The state is expected to pay out $600 million to the people of Flint to settle a series of civil lawsuits over the state's failure to protect resident from dangerous and deadly lead in their water, WWJ's Lansing Bureau Chief Tim Skubick reports.
A question remains: How will Michigan pay for it with its own budget battered by the coronavirus.
"They'll have to dive into the budget and find a way to do this," Skubick said. "It's good news for the people of Flint if everything falls into place and it's looking like it is."
If it goes through, that would be one of the largest settlements in state history.
Marc Edwards, the Virginia Tech professor who led testing efforts in households across the city, summed it up like this:
"If money is how government expresses sorrow for its crimes — this is a big apology," Edwards told the Detroit News.

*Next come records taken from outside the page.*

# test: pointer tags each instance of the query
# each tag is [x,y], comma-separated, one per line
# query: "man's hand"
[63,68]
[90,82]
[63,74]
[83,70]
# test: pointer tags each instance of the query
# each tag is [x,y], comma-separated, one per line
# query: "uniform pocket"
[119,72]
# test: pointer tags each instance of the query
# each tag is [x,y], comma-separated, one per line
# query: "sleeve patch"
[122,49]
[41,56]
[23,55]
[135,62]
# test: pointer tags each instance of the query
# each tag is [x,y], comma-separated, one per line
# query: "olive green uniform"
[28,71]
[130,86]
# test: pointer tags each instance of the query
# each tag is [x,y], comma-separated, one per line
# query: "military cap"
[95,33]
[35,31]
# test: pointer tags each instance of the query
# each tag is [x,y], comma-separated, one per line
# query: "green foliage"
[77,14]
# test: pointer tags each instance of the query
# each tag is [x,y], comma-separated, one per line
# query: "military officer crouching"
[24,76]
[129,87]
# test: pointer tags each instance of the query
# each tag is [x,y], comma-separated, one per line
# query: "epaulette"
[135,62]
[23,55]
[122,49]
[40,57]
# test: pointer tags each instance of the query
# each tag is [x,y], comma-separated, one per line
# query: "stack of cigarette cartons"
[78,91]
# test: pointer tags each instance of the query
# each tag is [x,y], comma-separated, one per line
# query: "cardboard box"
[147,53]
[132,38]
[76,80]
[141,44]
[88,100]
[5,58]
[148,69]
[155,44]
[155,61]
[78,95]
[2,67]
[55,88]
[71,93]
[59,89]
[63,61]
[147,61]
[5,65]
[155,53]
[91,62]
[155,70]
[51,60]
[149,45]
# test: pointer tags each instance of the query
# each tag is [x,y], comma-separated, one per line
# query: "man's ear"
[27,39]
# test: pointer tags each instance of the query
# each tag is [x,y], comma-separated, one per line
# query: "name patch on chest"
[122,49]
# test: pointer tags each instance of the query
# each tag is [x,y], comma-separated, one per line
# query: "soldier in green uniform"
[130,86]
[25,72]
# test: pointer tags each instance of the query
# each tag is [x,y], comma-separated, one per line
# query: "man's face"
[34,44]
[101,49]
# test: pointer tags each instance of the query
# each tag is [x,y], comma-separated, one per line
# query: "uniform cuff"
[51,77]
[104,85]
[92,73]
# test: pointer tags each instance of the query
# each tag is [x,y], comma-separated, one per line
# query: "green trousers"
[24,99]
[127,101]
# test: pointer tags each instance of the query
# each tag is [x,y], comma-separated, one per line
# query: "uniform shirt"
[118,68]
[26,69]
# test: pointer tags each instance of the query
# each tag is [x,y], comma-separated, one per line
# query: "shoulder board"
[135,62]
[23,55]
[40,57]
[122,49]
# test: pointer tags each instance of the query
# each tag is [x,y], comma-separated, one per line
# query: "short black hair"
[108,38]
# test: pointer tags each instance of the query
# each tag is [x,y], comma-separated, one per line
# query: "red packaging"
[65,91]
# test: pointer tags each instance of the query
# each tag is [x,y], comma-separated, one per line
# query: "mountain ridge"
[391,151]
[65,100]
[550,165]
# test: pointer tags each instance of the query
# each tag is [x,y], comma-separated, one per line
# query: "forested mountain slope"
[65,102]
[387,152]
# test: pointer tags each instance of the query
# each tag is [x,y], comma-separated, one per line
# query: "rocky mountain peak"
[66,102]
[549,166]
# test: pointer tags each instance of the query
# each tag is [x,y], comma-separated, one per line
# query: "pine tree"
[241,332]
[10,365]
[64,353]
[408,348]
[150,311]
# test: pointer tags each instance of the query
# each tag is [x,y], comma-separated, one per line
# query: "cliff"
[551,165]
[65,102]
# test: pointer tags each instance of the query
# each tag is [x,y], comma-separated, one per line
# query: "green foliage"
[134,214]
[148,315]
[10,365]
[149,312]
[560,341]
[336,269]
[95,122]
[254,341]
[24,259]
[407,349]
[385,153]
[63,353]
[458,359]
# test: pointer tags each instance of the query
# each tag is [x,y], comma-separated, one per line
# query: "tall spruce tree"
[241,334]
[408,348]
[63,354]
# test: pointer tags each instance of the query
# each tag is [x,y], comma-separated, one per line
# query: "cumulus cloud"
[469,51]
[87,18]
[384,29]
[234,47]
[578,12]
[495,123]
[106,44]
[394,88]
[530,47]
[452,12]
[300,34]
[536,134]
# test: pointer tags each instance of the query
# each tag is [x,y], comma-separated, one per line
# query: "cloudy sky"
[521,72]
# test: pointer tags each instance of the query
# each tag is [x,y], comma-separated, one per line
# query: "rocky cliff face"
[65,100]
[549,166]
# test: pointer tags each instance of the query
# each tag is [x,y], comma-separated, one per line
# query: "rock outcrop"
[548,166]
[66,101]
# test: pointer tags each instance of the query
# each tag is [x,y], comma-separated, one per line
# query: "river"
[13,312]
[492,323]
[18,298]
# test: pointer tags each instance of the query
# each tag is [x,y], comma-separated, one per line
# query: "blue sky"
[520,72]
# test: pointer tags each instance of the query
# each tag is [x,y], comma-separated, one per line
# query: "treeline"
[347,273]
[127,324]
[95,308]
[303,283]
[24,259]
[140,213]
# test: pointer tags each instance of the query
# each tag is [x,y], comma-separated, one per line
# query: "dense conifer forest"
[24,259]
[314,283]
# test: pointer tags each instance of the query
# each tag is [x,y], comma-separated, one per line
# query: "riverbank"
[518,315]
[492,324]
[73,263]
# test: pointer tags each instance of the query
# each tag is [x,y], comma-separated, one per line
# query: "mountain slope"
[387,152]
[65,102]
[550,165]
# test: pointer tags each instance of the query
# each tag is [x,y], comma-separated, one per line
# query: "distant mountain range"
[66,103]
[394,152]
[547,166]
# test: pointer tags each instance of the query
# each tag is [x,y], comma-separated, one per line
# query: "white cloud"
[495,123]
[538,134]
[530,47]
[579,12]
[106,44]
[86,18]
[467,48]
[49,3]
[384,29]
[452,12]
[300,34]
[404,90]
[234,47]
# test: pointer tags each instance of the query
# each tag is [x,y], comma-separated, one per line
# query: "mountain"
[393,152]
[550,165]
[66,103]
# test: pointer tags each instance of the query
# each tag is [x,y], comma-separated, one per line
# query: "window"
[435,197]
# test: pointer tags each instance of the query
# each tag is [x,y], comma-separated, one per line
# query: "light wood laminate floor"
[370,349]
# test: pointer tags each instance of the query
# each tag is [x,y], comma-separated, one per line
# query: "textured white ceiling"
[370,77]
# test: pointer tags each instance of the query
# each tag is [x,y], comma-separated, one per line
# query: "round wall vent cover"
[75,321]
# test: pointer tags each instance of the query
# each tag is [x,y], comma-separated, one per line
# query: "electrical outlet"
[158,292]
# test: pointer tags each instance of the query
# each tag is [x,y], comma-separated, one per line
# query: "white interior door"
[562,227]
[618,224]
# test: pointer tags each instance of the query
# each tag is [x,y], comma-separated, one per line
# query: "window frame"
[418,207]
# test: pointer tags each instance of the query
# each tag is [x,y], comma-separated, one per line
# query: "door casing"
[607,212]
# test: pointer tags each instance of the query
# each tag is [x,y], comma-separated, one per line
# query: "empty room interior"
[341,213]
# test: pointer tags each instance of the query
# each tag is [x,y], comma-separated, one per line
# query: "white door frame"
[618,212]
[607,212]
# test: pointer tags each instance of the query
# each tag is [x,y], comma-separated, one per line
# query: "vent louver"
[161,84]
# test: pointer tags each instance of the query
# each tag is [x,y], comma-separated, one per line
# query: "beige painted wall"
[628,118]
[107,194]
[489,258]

Not only is the source of the money a question as Michigan faces a $1.5 billion coronavirus-caused hold in its budget, many will also be wondering where the money goes. A Flint councilman who is part of the settlement told the News he expects it to be targeted at kids in the city whose health was damaged by the lead in their water.
The water crisis began in 2014 after officials authorized switching from the Detroit water system to the Flint River as a water source for Flint in a money-saving move Lead infiltrated the system through aging pipes. Initially, state officials denied it and put up a vociferous defense against residents who said they had developed strange rashes and other health ailments. After outcries from outspoken doctors, tests were conducted and they were forced to concede lead was at dangerously high levels.
A public health emergency was declared in Flint in 2016.